Review: ‘Miley Cyrus & Her Dead Petz’: A wrecking ball in need of a target
Here, in a nutshell, is the implicit marketing push behind “Miley Cyrus & Her Dead Petz”: With 23 songs full of F-bombs, strange sounds and enthusiastic references to weed, this album is totally crazy — and what makes it even crazier is that it’s by Miley Cyrus, the former Disney Channel star.
Here, in a nutshell, is the truth about “Miley Cyrus & Her Dead Petz”: This album is not very good — and what makes it even worse is that it’s by Miley Cyrus.
Released for free online Sunday night following Cyrus’ gig as host of the MTV Video Music Awards, “Dead Petz” indeed charts a surprising new course for the 22-year-old singer, who not so long ago was making glossy tween-pop records under her own name and that of her Disney Channel alter ego, Hannah Montana.
FULL COVERAGE: 2015 MTV Video Music Awards
Gone are the old pop-factory song doctors and their tightly crafted choruses; now she’s cobbling together discursive arrangements alongside left-field collaborators like the Flaming Lips. In her determination to be her truest, weirdest self, though, Cyrus has sacrificed the wild-eyed energy that once marked her as a real rebel.
Simply put, “Dead Petz” is dead boring.
Given the importance of the VMAs in her career, it’s easy to see why Cyrus returned to the show to unveil her latest project. In 2013, of course, MTV’s annual bash was where she gave the ultra-raunchy performance with Robin Thicke that severed her connection to her squeaky-clean past. And last year she used the event to create another stir by sending a young homeless man to accept her trophy for video of the year (which she won with her clip for “Wrecking Ball”).
Yet as anyone who’s paid attention knows, Cyrus has put across a nervy intensity in lots of other settings too: on her album “Bangerz,” with its willfully provocative appropriation of hip-hop style; on tour last year, playing rowdy arena concerts suffused with misfit pride; on Instagram, where she condenses worlds of visual complexity to potent bite-size images.
Even “Party in the U.S.A.,” Cyrus’ Kidz Bop-approved 2009 single, and the best of her “Hannah Montana” stuff had a palpable tension, a sense of contents under pressure, that distinguished it from music by her more accommodating peers.
“Dead Petz,” in contrast, offers very little of that, perhaps because for the first time she’s not fighting anyone.
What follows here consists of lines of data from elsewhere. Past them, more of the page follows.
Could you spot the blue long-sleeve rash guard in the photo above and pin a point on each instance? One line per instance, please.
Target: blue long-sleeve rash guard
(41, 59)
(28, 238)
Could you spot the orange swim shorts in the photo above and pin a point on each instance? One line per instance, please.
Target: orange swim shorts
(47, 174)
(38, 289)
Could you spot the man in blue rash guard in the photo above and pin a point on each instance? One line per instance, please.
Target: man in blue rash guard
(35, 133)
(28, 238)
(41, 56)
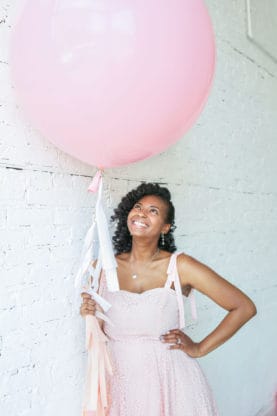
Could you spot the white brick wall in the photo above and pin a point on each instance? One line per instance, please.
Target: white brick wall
(222, 175)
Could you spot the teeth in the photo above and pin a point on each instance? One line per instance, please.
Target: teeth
(140, 224)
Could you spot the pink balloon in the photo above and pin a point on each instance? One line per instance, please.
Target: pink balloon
(113, 81)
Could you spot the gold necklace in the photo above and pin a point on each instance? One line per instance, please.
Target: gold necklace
(134, 275)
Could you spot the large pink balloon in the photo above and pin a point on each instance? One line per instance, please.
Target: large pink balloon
(113, 81)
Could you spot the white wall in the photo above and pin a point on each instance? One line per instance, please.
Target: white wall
(222, 175)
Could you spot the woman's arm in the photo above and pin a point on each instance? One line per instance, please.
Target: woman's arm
(239, 306)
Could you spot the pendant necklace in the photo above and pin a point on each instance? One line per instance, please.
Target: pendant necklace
(134, 275)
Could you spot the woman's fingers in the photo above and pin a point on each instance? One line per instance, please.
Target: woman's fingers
(88, 307)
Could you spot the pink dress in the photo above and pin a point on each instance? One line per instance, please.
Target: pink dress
(148, 378)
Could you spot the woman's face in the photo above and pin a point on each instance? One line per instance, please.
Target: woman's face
(148, 217)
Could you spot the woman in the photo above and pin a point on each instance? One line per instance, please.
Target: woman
(155, 367)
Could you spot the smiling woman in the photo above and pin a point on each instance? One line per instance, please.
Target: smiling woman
(155, 367)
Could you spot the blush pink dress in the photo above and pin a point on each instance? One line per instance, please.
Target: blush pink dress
(148, 378)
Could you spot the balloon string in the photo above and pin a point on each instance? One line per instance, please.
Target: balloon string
(98, 360)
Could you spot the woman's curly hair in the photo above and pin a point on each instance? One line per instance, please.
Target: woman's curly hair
(122, 240)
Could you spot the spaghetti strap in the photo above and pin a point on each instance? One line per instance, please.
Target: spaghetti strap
(174, 277)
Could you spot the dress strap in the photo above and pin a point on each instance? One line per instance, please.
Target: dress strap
(173, 276)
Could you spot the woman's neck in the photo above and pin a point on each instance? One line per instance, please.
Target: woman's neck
(143, 251)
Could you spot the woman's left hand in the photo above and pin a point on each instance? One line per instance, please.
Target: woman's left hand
(181, 342)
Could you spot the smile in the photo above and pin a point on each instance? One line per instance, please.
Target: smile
(139, 224)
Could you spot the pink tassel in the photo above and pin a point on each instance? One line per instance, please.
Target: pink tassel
(94, 185)
(95, 399)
A sprawling, self-indulgent collection of experimental music posted on SoundCloud, this record essentially ratifies Cyrus’ creative independence. Its mere existence means she won her battle to define herself. And that’s an encouraging development for any artist, let alone one locked at such an early age into an established system of restrictive expectations.
But maybe struggle, as it is for many artists, is Cyrus’ most productive mode; maybe having something to push against is what allowed her to build the unique muscles that seem so unengaged here.
In “Dooo It!,” the first track on “Dead Petz” (and the song she performed to close the VMAs on Sunday), Cyrus insists that, even though she smokes pot and loves peace, she’s no hippie. Yet the fuzzy emotions and slack pacing of this album suggests that a hippie is precisely what she’s become — a definite disappointment for a woman who used to come across more like a punk.
Who to blame for the mellowing of Miley? To doubt that she’s in control is to embody the very prejudice she’s looking to escape. But her mystifying alliance with Wayne Coyne and the Flaming Lips, a washed-up psych-rock band whose last useful music came out a decade ago, certainly doesn’t help. You listen to a limp acoustic ditty like “Something About Space Dude” and you shudder to think how many tedious late-night jam sessions went into the making of this record.
Fortunately, Cyrus also worked with Mike Will Made It, the Atlanta hip-hop producer (and veteran of her hit “We Can’t Stop”) who knows how to make music that sounds exciting and laid back at the same time. Together they explore some intriguing new ground in “Fweaky,” a trippy slow jam with appealingly unvarnished vocals, and the shimmering “Lighter,” which feels like Cyrus’s stab at the current ’80s-R&B revival.
The truly frustrating thing about “Dead Petz” is that it’s not a complete failure. In cuts like the bouncy “I Forgive Yiew” and especially “BB Talk,” a funny, disarmingly intimate number in which Cyrus admits she can’t stand a lover’s public display of affection, the singer provides a tantalizing glimpse of what this album could’ve been. There’s also “Miley Tibetan Bowlzzz,” an oddly beautiful instrumental cut she added to the album, as she recently boasted to the New York Times, after her advisors told her the record was too long. (The punk inside clearly hasn’t died yet.)
But those scattered sparks are overpowered by the aimless noodling that dominates — and deflates — “Dead Petz.”
This can’t be what victory feels like.